Garrison information
- Garrison: 776 Radar Squadron

= Moscow Air Force Station =

Closed US Air Force radar station in Somerset County, Maine

Moscow Air Force Station is a closed United States Air Force radar station in Somerset County, Maine. Located 6.0 mi northeast of Moscow, Maine, it went operational in 1990 but was closed in 1997 and placed in "warm storage" with minimal maintenance. It was deactivated and placed in "cold storage" in 2002.

==History==
Development of Moscow AFS can be traced to work undertaken by USAF Rome Air Development Center [RADC] engineers in the early 1970s who were developing an over the horizon backscatter radar (OTH-B) system. The system was based on a frequency modulation/continuous wave (FM/CW) radar capable of detecting and tracking objects at over-the-horizon ranges. In concept it involved bouncing radar signals off the ionosphere which allows radar to overcome the curvature of the Earth.

A small scale test receiver/transmitter was established in central western Maine at what would become Moscow AFS by the early 1980s. Successful testing resulted in the decision to develop operational OTH-B systems for the east and west coasts and in Alaska.

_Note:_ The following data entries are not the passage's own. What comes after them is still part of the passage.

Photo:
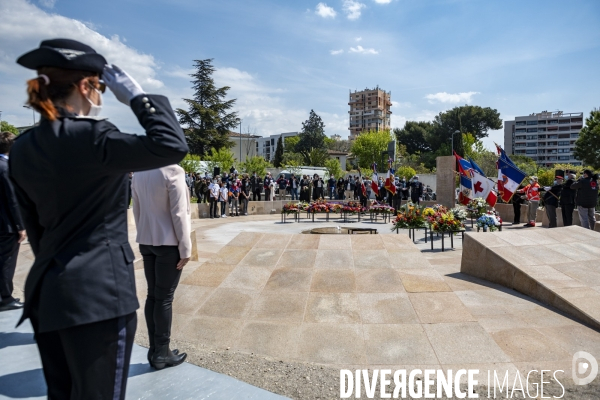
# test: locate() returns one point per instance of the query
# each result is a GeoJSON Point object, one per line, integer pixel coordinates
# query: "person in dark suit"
{"type": "Point", "coordinates": [80, 292]}
{"type": "Point", "coordinates": [12, 230]}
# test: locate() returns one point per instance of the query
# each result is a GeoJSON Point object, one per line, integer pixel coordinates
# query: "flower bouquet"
{"type": "Point", "coordinates": [319, 206]}
{"type": "Point", "coordinates": [488, 222]}
{"type": "Point", "coordinates": [409, 216]}
{"type": "Point", "coordinates": [444, 222]}
{"type": "Point", "coordinates": [477, 207]}
{"type": "Point", "coordinates": [353, 207]}
{"type": "Point", "coordinates": [381, 209]}
{"type": "Point", "coordinates": [459, 213]}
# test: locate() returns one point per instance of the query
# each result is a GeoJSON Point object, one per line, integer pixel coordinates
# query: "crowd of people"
{"type": "Point", "coordinates": [228, 194]}
{"type": "Point", "coordinates": [569, 194]}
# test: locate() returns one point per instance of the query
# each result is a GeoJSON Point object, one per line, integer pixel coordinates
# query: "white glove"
{"type": "Point", "coordinates": [121, 84]}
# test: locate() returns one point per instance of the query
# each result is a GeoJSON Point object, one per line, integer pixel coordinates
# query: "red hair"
{"type": "Point", "coordinates": [46, 97]}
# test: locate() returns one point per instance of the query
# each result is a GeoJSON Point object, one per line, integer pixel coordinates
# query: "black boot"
{"type": "Point", "coordinates": [163, 357]}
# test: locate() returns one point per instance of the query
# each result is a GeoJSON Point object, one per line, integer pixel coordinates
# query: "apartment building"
{"type": "Point", "coordinates": [267, 145]}
{"type": "Point", "coordinates": [546, 137]}
{"type": "Point", "coordinates": [369, 110]}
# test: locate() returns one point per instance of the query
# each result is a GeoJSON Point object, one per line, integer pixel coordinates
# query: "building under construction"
{"type": "Point", "coordinates": [369, 110]}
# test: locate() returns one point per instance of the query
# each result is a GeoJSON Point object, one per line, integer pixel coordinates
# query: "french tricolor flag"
{"type": "Point", "coordinates": [509, 177]}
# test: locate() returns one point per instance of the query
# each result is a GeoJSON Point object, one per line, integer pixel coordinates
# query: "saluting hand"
{"type": "Point", "coordinates": [121, 84]}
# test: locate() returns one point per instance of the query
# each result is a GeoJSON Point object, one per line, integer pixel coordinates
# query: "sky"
{"type": "Point", "coordinates": [284, 58]}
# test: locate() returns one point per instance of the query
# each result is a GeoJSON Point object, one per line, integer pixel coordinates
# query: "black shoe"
{"type": "Point", "coordinates": [13, 305]}
{"type": "Point", "coordinates": [151, 352]}
{"type": "Point", "coordinates": [163, 357]}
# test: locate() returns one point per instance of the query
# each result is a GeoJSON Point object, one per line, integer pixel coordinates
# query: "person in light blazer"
{"type": "Point", "coordinates": [161, 208]}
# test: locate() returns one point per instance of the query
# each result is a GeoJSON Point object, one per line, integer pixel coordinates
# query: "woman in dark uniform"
{"type": "Point", "coordinates": [71, 180]}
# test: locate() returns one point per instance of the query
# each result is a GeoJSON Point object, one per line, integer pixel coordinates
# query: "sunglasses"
{"type": "Point", "coordinates": [101, 87]}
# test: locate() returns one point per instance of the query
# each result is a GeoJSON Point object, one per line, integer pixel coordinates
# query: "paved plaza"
{"type": "Point", "coordinates": [363, 301]}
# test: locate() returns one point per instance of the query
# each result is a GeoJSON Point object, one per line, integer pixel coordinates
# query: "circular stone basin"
{"type": "Point", "coordinates": [336, 230]}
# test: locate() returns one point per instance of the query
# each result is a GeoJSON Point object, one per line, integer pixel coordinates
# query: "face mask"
{"type": "Point", "coordinates": [95, 109]}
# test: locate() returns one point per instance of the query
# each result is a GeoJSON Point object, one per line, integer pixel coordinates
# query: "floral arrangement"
{"type": "Point", "coordinates": [381, 209]}
{"type": "Point", "coordinates": [459, 213]}
{"type": "Point", "coordinates": [353, 207]}
{"type": "Point", "coordinates": [444, 222]}
{"type": "Point", "coordinates": [477, 207]}
{"type": "Point", "coordinates": [409, 216]}
{"type": "Point", "coordinates": [487, 222]}
{"type": "Point", "coordinates": [321, 206]}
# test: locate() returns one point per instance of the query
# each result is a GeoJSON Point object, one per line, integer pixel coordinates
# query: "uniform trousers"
{"type": "Point", "coordinates": [551, 213]}
{"type": "Point", "coordinates": [162, 276]}
{"type": "Point", "coordinates": [532, 211]}
{"type": "Point", "coordinates": [9, 250]}
{"type": "Point", "coordinates": [567, 213]}
{"type": "Point", "coordinates": [89, 361]}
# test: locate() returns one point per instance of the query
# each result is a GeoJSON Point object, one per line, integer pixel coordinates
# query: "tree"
{"type": "Point", "coordinates": [6, 127]}
{"type": "Point", "coordinates": [208, 119]}
{"type": "Point", "coordinates": [255, 164]}
{"type": "Point", "coordinates": [222, 158]}
{"type": "Point", "coordinates": [368, 146]}
{"type": "Point", "coordinates": [587, 146]}
{"type": "Point", "coordinates": [278, 157]}
{"type": "Point", "coordinates": [334, 168]}
{"type": "Point", "coordinates": [190, 163]}
{"type": "Point", "coordinates": [312, 136]}
{"type": "Point", "coordinates": [414, 135]}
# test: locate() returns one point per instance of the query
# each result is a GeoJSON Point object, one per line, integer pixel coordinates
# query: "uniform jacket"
{"type": "Point", "coordinates": [10, 215]}
{"type": "Point", "coordinates": [587, 192]}
{"type": "Point", "coordinates": [551, 197]}
{"type": "Point", "coordinates": [532, 191]}
{"type": "Point", "coordinates": [71, 181]}
{"type": "Point", "coordinates": [161, 208]}
{"type": "Point", "coordinates": [567, 195]}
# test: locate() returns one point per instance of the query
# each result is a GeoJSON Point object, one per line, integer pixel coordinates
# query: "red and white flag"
{"type": "Point", "coordinates": [484, 188]}
{"type": "Point", "coordinates": [389, 179]}
{"type": "Point", "coordinates": [375, 180]}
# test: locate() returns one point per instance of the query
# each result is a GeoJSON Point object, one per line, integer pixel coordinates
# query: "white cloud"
{"type": "Point", "coordinates": [47, 3]}
{"type": "Point", "coordinates": [323, 10]}
{"type": "Point", "coordinates": [359, 49]}
{"type": "Point", "coordinates": [353, 9]}
{"type": "Point", "coordinates": [443, 97]}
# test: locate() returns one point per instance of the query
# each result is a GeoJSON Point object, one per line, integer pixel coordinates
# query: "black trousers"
{"type": "Point", "coordinates": [517, 211]}
{"type": "Point", "coordinates": [88, 361]}
{"type": "Point", "coordinates": [162, 276]}
{"type": "Point", "coordinates": [9, 250]}
{"type": "Point", "coordinates": [567, 212]}
{"type": "Point", "coordinates": [213, 207]}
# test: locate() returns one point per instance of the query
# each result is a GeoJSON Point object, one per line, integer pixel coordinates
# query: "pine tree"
{"type": "Point", "coordinates": [278, 157]}
{"type": "Point", "coordinates": [208, 120]}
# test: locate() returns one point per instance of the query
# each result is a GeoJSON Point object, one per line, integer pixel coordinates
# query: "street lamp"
{"type": "Point", "coordinates": [453, 133]}
{"type": "Point", "coordinates": [32, 112]}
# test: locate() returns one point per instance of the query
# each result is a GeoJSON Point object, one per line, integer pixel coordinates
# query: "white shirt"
{"type": "Point", "coordinates": [224, 193]}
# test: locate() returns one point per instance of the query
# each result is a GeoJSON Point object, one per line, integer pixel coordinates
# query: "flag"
{"type": "Point", "coordinates": [484, 188]}
{"type": "Point", "coordinates": [464, 167]}
{"type": "Point", "coordinates": [389, 179]}
{"type": "Point", "coordinates": [476, 167]}
{"type": "Point", "coordinates": [465, 190]}
{"type": "Point", "coordinates": [375, 180]}
{"type": "Point", "coordinates": [509, 177]}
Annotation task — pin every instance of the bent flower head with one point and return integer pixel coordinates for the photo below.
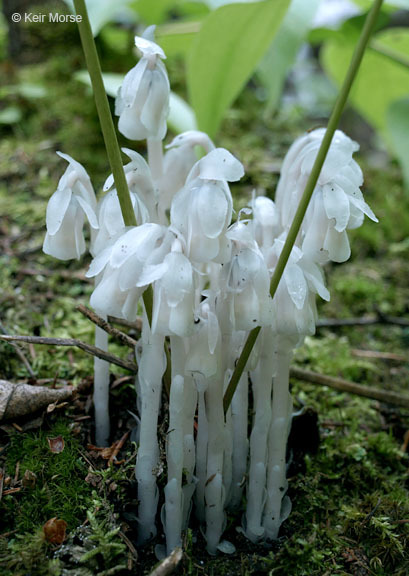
(72, 202)
(142, 103)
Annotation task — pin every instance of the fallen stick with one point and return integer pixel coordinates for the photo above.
(351, 387)
(72, 342)
(137, 325)
(374, 354)
(362, 321)
(20, 354)
(106, 326)
(169, 564)
(17, 400)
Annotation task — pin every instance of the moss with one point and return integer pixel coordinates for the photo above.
(60, 489)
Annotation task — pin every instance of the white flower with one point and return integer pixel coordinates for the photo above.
(142, 103)
(178, 161)
(265, 222)
(202, 209)
(173, 296)
(247, 278)
(132, 262)
(203, 357)
(67, 208)
(294, 300)
(337, 203)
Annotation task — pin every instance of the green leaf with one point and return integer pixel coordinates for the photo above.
(177, 37)
(283, 50)
(397, 118)
(10, 115)
(100, 12)
(181, 116)
(380, 81)
(225, 53)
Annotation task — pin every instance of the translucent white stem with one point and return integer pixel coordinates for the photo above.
(239, 411)
(214, 490)
(151, 368)
(101, 391)
(155, 158)
(174, 454)
(278, 505)
(201, 449)
(261, 379)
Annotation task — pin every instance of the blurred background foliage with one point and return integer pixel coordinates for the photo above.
(294, 53)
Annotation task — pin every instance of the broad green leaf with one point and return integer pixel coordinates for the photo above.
(283, 50)
(397, 118)
(100, 12)
(181, 116)
(388, 5)
(153, 11)
(177, 37)
(380, 80)
(225, 53)
(10, 115)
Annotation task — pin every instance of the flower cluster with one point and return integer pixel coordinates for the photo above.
(210, 282)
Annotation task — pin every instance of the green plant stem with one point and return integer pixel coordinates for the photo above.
(104, 113)
(108, 130)
(389, 53)
(309, 189)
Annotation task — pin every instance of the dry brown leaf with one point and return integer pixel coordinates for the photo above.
(56, 444)
(54, 530)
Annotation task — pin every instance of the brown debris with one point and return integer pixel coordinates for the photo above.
(54, 530)
(17, 400)
(56, 444)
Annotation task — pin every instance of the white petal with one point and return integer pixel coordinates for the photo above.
(89, 212)
(148, 47)
(151, 273)
(99, 262)
(211, 206)
(219, 164)
(336, 205)
(56, 209)
(337, 245)
(140, 239)
(363, 206)
(296, 285)
(156, 107)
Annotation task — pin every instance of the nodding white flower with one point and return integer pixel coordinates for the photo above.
(265, 222)
(337, 203)
(67, 208)
(139, 179)
(142, 103)
(294, 302)
(247, 278)
(202, 209)
(178, 161)
(132, 262)
(173, 295)
(203, 358)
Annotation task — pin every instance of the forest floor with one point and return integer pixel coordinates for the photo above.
(348, 480)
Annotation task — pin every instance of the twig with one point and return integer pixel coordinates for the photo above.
(362, 321)
(20, 354)
(137, 325)
(351, 387)
(118, 446)
(169, 564)
(129, 545)
(114, 332)
(131, 366)
(380, 355)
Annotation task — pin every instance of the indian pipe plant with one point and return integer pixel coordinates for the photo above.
(229, 302)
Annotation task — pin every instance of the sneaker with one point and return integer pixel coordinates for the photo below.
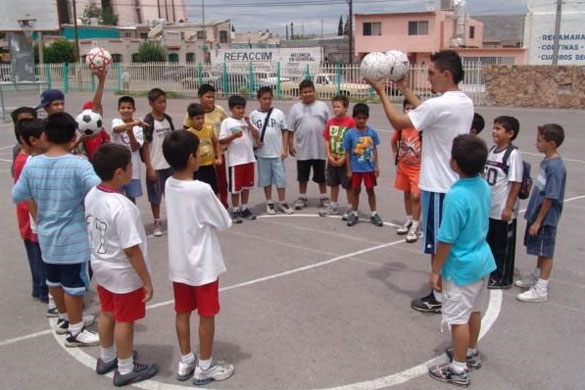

The east coast OTH-B system was designed and built by GE Aerospace and consisted of an AN/FPS-118 radar with the transmitter located at Moscow AFS and the receiver at the newly constructed Columbia Falls AFS. The transmitter and receiver stations were manned by personnel of the 776th Radar Squadron. Data processing took place at the Maine Air National Guard's Bangor Air National Guard Base which was close to the geographic halfway point between the TX/RX facilities.

The east coast OTH-B system was tested in the late 1980s and went operational when it was handed over to USAF in 1990. It was the largest of the three OTH-B systems and was so powerful that it could even detect changes in ocean currents.

The fall of the Soviet Union and end of the Cold War saw the OTH-B systems rendered obsolete for detecting intruding military aircraft, however, the east coast OTH-B continued operations until 1997 and its data saw use by the United States Border Patrol for tracking aircraft used by drug smugglers, as well as the National Oceanic and Atmospheric Administration which made use of the measurements of ocean currents and weather patterns.

The facility was placed in "warm storage" in 1997 and in 2002 it was deactivated and placed in "cold storage" with equipment removed from the site. Reports in 2010 indicate that the Moscow AFS property may be divested and sold for a private wind farm development. The site was put up for auction in September 2011 through the U.S. General Services Administration. By October 2011, the arrays had been dismantled and removed from the deactivated station, but microwave towers and various buildings remained. The site was finally sold in late 2011 for approximately US$750,000.